The voyage had been spent in comfort, at the skipper’s expense, as far as was possible. Like most pure blooded Roman citizens, Flaminius was no sailor, and he had remained in his cabin for the first few days of a journey which had taken almost three weeks of sail, via Crete, Greece, and Sicily. The last stretch, north to Rome across the Tyrrhenian Sea, had been a pleasure cruise by comparison, and during the last few days the captain had done his best to ingratiate himself with his imperial guest.
Flaminius had warmed to him, and before disembarking there had been quite a sentimental parting; Flaminius had promised to travel on the Scylla again, next time he had the need to sail between Rome and Egypt. Not that he ever hoped to return to that dark and sinister land. He had much to get away from. If he never saw a certain kohl-eyed Egyptian girl or her brother-husband, it would not break his heart…
Flaminius pushed himself away from the wall and sighed. All these reminiscences were getting him nowhere. He was meant to be meeting with Probus today at the Peregrine Camp on the Caelian Hill. It was getting close to noon. If no one was waiting for him with a fresh horse or a river barge bound upstream, he would have to organise these things for himself. With satisfaction he tapped the brooch pinned to his civilian tunic. Ever since he first joined the Commissary, it had opened plenty of doors for him. He set off into town.
The Commissary’s existence, or rather its true identity, was a secret known to all but a few high ranking senators and imperial officials. The brooch was recognised on all the roads of the empire, but it was identical to that worn by an imperial courier, giving the right to requisition civilian transport, to spend the night gratis in an imperial waystation, plus any number of other privileges. But the Commissary was a whispered rumour to any citizen who had ‘followed the eagles’ in Flaminius senior’s pompous phrase—served in the legions. Not that his father ever had done; he had seen it as a sign of young Gaius’ failure to excel in his legal studies when his son took on the post as a tribune of auxiliary cavalry all those years ago…

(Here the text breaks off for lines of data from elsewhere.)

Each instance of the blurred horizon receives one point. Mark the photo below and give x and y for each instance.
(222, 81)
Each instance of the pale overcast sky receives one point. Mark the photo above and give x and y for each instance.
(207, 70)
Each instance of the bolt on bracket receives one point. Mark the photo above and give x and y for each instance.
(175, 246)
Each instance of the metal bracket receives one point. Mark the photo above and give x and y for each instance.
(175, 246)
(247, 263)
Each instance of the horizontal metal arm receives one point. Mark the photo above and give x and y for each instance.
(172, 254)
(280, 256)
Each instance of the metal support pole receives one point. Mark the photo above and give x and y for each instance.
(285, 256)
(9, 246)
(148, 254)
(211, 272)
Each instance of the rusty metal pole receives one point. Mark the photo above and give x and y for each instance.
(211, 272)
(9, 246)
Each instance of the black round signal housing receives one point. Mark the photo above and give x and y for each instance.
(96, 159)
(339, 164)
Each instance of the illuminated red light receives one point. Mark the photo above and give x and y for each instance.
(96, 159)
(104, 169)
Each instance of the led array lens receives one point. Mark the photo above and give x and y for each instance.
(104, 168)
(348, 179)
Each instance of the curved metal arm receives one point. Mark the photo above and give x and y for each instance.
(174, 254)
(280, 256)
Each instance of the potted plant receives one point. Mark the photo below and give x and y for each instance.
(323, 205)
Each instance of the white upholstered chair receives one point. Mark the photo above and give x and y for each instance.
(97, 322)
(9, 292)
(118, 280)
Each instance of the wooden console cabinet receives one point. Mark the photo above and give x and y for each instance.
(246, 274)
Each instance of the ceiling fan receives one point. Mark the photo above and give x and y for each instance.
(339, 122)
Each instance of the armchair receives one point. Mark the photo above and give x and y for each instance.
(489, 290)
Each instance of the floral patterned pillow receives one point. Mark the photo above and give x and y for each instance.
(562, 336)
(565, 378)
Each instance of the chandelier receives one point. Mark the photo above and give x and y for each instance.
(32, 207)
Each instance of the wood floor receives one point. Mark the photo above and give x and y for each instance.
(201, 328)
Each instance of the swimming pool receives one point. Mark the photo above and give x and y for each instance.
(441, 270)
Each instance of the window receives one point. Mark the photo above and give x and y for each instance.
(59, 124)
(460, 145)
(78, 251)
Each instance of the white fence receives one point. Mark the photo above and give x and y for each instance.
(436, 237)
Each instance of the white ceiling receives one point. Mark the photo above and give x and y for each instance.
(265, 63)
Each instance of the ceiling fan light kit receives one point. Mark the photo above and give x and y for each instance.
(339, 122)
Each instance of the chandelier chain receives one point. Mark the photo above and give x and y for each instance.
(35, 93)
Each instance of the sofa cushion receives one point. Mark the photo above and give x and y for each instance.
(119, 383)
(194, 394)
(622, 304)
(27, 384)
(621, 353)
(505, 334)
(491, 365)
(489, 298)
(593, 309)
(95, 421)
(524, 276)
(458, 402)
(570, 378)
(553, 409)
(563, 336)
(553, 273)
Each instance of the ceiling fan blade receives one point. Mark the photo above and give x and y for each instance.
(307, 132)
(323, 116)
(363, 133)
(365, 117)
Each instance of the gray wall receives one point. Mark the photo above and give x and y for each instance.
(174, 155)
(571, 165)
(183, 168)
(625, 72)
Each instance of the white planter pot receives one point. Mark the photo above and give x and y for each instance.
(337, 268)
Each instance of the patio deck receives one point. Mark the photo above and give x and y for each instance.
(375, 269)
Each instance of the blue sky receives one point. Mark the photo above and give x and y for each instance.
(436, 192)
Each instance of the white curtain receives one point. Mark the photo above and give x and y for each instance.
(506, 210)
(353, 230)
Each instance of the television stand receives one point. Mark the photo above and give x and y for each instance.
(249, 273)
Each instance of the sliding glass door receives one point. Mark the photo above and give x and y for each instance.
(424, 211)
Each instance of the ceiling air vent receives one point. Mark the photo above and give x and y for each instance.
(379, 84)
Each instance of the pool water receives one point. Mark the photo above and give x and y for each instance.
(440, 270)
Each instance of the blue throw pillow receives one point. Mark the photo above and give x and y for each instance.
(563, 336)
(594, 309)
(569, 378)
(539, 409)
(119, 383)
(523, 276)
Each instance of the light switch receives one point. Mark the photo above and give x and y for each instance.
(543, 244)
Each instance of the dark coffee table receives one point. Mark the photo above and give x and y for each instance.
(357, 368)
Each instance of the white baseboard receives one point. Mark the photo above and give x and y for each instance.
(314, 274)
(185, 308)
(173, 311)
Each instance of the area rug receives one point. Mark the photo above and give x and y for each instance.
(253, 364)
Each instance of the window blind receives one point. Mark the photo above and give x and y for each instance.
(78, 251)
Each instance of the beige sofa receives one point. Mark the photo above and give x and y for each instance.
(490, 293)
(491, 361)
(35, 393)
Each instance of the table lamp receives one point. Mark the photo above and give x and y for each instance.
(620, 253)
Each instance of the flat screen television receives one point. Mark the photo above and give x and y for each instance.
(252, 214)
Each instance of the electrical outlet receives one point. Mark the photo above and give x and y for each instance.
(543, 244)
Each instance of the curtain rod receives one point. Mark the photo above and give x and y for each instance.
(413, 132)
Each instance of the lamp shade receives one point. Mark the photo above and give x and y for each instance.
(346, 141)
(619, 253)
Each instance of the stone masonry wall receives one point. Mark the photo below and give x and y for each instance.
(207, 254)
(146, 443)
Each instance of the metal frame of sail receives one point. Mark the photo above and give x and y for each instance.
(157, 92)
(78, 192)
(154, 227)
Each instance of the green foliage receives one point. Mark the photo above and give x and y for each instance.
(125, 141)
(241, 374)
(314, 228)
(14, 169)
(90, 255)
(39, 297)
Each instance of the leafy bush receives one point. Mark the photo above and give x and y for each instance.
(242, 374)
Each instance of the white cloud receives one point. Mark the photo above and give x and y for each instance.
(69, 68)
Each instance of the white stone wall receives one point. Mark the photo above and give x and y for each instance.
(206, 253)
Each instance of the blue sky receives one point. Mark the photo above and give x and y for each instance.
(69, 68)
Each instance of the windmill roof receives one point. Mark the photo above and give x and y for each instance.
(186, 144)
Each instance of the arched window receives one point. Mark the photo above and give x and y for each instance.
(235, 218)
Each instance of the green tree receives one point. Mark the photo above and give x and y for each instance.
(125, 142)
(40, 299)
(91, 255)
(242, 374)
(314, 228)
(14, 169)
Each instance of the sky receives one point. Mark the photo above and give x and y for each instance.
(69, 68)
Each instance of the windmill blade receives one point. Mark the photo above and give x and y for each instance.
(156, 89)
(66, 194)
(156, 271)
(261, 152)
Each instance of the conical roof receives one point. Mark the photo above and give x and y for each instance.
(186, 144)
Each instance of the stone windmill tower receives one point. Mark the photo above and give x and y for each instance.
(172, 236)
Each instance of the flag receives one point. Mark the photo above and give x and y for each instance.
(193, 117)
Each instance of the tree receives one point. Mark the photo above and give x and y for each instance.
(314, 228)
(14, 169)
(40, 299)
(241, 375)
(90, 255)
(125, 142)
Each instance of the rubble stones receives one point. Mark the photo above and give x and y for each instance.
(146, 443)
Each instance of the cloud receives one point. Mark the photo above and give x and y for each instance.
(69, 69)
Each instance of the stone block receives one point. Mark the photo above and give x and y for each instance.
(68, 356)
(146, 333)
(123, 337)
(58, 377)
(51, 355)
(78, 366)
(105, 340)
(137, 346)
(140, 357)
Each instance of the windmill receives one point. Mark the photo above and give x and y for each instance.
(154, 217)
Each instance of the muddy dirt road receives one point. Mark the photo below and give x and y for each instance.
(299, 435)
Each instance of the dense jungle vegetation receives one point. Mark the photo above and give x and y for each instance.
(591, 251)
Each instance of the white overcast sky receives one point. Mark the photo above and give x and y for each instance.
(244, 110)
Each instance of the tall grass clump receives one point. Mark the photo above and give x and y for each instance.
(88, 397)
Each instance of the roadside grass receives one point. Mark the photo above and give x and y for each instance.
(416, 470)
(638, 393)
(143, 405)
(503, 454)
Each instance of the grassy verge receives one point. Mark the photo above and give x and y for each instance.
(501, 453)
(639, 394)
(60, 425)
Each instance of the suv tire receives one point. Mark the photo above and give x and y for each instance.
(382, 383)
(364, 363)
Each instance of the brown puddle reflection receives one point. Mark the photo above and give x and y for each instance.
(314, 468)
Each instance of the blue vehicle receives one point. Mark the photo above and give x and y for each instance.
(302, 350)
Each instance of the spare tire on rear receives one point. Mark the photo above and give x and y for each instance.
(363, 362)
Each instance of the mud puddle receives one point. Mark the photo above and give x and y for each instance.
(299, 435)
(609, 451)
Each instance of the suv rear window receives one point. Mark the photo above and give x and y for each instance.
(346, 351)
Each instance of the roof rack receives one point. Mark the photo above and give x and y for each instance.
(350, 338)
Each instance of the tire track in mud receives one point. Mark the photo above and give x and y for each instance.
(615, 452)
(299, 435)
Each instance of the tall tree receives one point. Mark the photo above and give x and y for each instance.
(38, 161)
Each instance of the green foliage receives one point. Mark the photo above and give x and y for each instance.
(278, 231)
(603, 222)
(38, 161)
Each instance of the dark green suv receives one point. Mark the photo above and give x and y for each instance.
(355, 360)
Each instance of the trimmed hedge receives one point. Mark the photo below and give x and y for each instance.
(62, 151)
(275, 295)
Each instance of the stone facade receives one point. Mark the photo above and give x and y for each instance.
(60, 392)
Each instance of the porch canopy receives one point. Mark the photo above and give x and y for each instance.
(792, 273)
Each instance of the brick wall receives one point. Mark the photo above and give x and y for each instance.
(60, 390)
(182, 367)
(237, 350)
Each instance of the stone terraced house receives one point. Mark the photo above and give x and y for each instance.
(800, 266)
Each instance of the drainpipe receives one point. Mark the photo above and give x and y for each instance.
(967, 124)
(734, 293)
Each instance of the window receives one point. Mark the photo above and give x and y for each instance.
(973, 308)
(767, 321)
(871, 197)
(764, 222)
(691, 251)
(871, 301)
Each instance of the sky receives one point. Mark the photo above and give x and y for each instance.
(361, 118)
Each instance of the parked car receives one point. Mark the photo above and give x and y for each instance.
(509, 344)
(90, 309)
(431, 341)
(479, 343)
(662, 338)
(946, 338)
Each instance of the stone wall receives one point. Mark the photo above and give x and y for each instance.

Flaminius paused mid step. He had got away from the bustling throngs in the main street and was proceeding down a narrow alleyway towards a spot where he knew horses could be hired—or requisitioned. It had been dead silent apart from the distant murmur of the crowd. But then he heard a stealthy footfall.
He knelt as if to adjust a sandal strap, and took this as an opportunity to peer back down the alley. It was empty. Anonymous doors, their paint flaking in the spring sun, led off into buildings on either side, but otherwise the alley was bare but for the detritus common to Roman thoroughfares: a few fragments of amphora in a drying puddle, broken pieces of wood, a stained strip of pale linen. Nothing to explain the sound. But when Flaminius covertly scanned the doors, his eyes narrowed, as one of them settled into place.
He rose hastily. If someone was following him, well, no doubt they had their reasons. He slid a hand under his tunic to ensure that his hidden short sword was easily to hand, and stalked away.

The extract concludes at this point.